3D printing reaches new heights with two-story home

STORY: On this suburban street in Houston, Texas, a new multi-story home is taking shape.

But this is not your average building.

Layers of concrete are laid down by an enormous 3D-printer, weighing more than 12 tons.

And it's creating what is believed to be the first 3D-printed, two-story home in the United States.

Constructing the 4,000-square-foot house will take a total of 330 hours of printing.

That's according to architect Leslie Lok, co-founder of design studio HANNAH.

“In the designing of this house, we not only think about the general floorplans and you know, usage, but we also design the actual print path, like how the printer will print, where it starts and where it stops.”

The project is a two-year collaboration by HANNAH, PERI 3D Construction and CIVE, a construction engineering company.

Lok says since the printer does all the heavy lifting, less workers are needed at the construction site.

“It is a much faster construction process and it also requires only four to five people, crew on site to print a whole house and so you can see that on site we have currently five people. One of the benefits is also, it takes a lot of the heavy lifting, the labor, out of the human, where the printer is doing the heavy lifting."

The three-bedroom house will feature a hybrid design of wood framing and concrete.

Concrete can withstand the hurricanes, heavy storms and other severe weather in Texas that is becoming more frequent and severe due to climate change.

Roberto Montemayor is the project manager at PERI 3D Construction:

“Basically this works very similar to the small, plastic desktop 3D printers with two major differences. The first one is the size, of course, this printer can be expanded and contracted to print whatever project size you need to achieve. And secondly, is the material.
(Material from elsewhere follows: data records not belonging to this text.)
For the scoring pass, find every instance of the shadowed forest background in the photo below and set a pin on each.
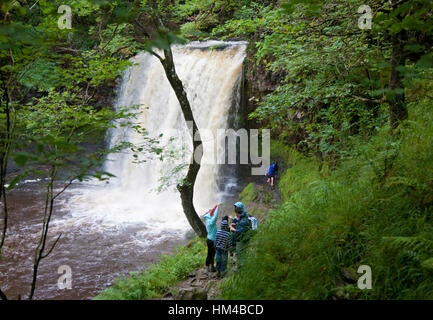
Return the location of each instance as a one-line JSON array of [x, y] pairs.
[[350, 113]]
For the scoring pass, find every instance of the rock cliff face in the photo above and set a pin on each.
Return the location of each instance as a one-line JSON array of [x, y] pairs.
[[258, 82]]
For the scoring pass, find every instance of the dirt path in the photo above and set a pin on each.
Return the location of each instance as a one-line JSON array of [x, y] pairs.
[[203, 285]]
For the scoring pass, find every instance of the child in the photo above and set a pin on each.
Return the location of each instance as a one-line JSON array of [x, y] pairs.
[[222, 243]]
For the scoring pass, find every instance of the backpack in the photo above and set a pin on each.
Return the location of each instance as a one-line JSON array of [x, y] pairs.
[[254, 223], [271, 169]]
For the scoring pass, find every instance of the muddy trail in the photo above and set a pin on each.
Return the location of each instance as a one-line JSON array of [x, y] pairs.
[[203, 285]]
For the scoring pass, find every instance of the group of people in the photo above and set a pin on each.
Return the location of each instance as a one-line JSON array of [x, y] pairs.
[[232, 236]]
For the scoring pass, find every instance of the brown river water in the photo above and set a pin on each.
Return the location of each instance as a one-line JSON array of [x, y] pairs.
[[96, 251]]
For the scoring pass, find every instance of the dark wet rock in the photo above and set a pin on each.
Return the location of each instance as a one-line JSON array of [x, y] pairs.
[[192, 293]]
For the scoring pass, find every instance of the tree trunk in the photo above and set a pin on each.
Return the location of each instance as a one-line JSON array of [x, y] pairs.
[[396, 99], [186, 189]]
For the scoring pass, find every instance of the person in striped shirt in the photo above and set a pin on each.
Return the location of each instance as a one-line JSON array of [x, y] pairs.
[[222, 243]]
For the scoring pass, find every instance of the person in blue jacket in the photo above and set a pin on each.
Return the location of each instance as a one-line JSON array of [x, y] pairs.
[[240, 226], [211, 227], [272, 173]]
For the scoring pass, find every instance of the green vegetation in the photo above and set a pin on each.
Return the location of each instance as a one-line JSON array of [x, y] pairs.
[[374, 209], [350, 112], [154, 281]]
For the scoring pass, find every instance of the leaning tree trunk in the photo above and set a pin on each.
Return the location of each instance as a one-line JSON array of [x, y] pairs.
[[396, 99], [186, 189]]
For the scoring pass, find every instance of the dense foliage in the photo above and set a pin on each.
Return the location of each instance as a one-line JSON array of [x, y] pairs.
[[349, 109]]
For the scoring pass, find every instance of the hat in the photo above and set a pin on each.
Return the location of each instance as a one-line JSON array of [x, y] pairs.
[[224, 224]]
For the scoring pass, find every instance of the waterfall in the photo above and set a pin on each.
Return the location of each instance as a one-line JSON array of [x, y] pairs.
[[211, 72]]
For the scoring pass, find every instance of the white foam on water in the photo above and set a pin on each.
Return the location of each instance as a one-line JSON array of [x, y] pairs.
[[210, 78]]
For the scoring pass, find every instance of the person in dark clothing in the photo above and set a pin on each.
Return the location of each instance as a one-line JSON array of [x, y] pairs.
[[271, 174], [222, 243], [240, 227], [211, 228]]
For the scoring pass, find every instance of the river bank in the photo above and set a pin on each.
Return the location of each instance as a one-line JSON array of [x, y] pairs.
[[181, 275]]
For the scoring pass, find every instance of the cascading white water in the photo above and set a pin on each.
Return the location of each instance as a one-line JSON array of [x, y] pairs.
[[211, 78]]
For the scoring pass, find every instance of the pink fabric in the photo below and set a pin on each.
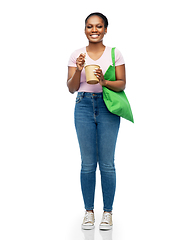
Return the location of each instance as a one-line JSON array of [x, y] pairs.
[[104, 62]]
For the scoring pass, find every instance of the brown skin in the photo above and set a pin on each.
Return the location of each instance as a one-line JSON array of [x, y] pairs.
[[95, 32]]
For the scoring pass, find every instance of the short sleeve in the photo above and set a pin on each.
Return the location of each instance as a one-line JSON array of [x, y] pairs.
[[119, 60]]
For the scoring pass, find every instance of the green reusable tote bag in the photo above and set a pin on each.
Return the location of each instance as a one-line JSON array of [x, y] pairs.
[[116, 102]]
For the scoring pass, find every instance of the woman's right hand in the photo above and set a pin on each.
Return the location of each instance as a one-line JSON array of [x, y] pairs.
[[80, 61]]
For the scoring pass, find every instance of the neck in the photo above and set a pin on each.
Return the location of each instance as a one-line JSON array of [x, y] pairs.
[[92, 47]]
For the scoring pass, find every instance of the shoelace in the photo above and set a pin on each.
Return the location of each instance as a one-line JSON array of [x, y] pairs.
[[106, 218], [88, 217]]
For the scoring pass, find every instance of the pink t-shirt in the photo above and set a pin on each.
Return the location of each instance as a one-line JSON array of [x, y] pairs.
[[104, 62]]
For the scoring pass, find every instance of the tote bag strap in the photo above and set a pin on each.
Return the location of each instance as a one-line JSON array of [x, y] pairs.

We are printing here with concrete, which is a completely different material than plastic.”

The house is expected to be completed in the second half of 2023.

Builders hope the innovative technique can one day help more quickly and cheaply build multifamily homes.

“The design logic and layout and structure system of this building can be readily scalable and applicable for multifamily housing. And we really see that this can be the direction that we can really leverage 3D printing in that respect.”